Since then, the measure — which applies to funds sent through licensed money transmitters like Western Union and MoneyGram — has raised more than $67.2 million for a fund at the state’s Bureau of Narcotics and Dangerous Drugs Control, according to state tax records.

Seizing money from drug cartels

Rep. Jim Sensenbrenner, R-Wis/. introduced a proposal last month titled the Build Wall Act of 2017. Its aim is to use money seized from drug traffickers to fund security at the border.

Sensenbrenner’s proposal calls for the U.S. Attorney General to study ways the Justice Department can increase assets seized from cartels. He dubbed the approach “a creative solution to a complex problem.”

Drug cartels send between $19 billion and $29 billion annually back to Mexico, according to U.S. federal officials. And using money from criminals instead of law-abiding U.S. taxpayers to foot the bill for anything sounds like an easy sell.

Authorities on the southwest U.S. border have already seized a large amount of money heading to Mexico, more than $57 million in four years, according to U.S. Customs and Border Protection.

But it’s just a fraction of the smuggled money officials believe is crossing the border — and just a fraction of the estimated cost of a wall.

Border tax

In January, Trump administration officials suggested a 20 percent tariff on imports from Mexico could be used to pay for a border wall.

The idea was floated early on in Trump’s presidency, and in some circles, it sank.

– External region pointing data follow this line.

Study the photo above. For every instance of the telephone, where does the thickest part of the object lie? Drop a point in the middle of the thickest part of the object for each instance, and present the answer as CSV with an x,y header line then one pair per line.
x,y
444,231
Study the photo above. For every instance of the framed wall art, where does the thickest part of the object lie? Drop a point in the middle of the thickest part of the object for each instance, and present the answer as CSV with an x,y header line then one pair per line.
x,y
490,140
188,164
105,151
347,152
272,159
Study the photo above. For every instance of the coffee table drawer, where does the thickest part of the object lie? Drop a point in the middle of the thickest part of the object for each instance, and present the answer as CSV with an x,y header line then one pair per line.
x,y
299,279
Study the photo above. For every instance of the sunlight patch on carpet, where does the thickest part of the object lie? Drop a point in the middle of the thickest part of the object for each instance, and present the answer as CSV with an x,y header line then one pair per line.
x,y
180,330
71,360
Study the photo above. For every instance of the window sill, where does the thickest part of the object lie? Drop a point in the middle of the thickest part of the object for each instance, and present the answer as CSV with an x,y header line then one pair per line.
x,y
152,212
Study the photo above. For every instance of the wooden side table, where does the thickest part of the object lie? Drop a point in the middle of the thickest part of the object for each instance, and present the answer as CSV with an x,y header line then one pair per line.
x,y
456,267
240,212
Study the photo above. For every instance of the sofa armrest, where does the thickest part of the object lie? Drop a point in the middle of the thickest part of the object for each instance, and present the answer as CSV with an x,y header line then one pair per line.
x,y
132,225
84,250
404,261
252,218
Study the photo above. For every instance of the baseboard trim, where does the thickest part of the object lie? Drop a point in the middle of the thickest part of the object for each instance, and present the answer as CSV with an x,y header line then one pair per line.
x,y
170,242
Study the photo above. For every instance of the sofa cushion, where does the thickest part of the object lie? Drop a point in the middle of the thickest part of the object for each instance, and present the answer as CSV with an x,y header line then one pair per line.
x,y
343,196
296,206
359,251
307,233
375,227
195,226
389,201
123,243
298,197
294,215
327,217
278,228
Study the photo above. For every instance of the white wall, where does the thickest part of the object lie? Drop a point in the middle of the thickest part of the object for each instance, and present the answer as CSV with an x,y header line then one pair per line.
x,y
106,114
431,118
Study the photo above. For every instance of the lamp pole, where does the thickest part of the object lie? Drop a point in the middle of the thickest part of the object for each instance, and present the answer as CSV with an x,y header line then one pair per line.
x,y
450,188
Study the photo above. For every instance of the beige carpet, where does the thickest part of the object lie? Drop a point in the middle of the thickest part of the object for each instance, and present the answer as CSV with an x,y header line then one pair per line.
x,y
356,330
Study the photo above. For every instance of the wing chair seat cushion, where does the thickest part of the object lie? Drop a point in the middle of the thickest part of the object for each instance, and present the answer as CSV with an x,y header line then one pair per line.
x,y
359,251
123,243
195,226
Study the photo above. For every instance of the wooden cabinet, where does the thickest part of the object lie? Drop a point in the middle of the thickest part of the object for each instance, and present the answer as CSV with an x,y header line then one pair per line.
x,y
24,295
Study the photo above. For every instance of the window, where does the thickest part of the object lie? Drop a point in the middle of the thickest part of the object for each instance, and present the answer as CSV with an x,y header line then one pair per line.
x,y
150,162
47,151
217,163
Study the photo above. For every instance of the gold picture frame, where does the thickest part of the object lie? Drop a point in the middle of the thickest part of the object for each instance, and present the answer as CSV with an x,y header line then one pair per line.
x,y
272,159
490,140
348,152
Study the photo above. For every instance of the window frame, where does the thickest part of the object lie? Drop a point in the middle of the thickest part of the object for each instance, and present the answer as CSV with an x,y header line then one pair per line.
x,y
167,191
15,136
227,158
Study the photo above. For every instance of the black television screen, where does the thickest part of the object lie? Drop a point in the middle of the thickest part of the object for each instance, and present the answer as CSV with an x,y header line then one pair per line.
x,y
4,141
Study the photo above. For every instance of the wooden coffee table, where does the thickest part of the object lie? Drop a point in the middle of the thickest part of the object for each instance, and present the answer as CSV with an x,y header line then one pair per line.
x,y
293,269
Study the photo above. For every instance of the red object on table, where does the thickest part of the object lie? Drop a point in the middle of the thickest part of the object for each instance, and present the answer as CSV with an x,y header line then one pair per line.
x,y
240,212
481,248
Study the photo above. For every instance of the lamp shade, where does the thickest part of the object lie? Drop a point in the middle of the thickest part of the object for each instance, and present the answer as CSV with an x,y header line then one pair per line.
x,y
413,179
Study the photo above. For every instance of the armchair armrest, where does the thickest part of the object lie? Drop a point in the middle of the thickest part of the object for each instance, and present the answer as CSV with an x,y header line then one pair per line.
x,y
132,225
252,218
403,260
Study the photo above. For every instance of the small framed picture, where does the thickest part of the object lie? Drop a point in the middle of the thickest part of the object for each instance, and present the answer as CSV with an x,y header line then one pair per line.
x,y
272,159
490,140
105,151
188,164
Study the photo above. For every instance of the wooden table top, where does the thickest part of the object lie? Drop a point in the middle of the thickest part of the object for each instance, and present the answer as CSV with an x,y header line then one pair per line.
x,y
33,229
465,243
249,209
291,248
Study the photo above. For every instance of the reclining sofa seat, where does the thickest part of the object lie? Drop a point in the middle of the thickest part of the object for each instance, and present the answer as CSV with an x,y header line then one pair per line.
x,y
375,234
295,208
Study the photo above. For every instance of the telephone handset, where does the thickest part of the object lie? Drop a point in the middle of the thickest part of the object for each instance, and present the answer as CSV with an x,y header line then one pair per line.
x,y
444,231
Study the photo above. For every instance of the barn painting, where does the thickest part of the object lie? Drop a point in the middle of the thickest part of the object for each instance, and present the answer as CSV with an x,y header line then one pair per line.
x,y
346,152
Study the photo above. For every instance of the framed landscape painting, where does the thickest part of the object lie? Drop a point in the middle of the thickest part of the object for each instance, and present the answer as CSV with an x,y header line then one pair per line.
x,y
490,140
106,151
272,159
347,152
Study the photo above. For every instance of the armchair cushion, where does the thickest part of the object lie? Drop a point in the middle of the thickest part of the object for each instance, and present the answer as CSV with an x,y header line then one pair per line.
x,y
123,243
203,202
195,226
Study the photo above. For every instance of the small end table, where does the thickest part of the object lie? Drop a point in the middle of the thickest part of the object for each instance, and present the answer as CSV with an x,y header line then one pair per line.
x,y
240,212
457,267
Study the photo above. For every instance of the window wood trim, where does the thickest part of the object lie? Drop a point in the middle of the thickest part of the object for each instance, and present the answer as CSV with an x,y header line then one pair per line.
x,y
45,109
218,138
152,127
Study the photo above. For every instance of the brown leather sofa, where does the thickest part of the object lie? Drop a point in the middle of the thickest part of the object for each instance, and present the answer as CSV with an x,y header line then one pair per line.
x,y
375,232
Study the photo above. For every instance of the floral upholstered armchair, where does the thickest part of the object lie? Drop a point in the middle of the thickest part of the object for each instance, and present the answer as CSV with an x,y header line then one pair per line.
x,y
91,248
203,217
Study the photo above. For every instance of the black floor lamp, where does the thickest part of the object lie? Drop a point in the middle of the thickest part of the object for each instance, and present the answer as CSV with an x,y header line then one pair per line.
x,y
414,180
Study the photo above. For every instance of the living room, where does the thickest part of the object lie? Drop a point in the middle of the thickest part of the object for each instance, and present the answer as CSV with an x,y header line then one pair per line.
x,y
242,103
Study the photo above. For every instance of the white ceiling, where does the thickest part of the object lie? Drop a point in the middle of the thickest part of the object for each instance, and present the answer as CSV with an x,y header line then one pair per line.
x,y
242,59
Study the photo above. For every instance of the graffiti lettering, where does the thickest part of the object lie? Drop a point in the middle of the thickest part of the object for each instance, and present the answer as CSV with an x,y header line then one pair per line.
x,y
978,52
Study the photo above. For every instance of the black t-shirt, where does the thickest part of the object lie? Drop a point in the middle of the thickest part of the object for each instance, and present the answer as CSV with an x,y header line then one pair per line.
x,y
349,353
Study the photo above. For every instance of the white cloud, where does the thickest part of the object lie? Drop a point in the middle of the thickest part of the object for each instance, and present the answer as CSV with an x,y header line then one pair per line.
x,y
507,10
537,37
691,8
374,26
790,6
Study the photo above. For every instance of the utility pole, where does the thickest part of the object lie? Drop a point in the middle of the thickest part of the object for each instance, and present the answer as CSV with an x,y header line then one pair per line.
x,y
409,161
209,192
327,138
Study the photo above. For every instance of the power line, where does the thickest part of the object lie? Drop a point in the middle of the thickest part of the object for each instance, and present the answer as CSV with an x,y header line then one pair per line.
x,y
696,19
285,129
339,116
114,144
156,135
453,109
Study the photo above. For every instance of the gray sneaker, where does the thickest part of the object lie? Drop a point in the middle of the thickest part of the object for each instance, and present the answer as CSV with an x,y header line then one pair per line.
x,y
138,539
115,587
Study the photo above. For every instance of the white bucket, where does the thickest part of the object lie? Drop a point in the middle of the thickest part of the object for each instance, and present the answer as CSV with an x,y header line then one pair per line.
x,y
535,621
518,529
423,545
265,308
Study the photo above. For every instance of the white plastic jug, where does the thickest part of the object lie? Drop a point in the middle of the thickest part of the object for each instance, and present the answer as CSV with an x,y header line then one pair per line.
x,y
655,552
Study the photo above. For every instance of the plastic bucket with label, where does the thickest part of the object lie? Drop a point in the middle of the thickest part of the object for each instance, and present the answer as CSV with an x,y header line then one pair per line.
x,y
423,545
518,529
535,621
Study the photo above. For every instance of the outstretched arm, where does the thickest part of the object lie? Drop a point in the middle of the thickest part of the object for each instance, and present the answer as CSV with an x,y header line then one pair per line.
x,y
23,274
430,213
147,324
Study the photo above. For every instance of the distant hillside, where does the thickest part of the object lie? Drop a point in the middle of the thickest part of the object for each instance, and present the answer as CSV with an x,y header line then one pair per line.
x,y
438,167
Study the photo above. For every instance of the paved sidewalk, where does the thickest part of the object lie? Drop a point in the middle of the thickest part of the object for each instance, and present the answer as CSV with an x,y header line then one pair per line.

After the proposal drew a swift uproar from lawmakers on both sides of the aisle, White House officials who’d touted it later said it was just an idea.

If such a plan is put into place, a vast array of items — including cars, mechanical equipment, produce and household goods — would be subject to a levy.

When it comes to exports and imports, there’s a lot of money in play. Mexico is the United States’ third largest goods trading partner, with an estimated $295 billion in imports from Mexico crossing the border in 2015.

“By doing it that way we can do $10 billion a year and easily pay for the wall, just through that mechanism alone. That’s really going to provide the funding,” White House spokesman Sean Spicer said in January.

Later that day, he sent a softer message, saying the border tax idea was intended to be just one example of paying for the wall.

“I just want to be clear that we’re not being prescriptive in saying that is the only way,” he said, “nor is the rate prescriptive.”

Critics say such a tax would punish consumers more than anyone else, it would violate NAFTA and it could spur a trade war.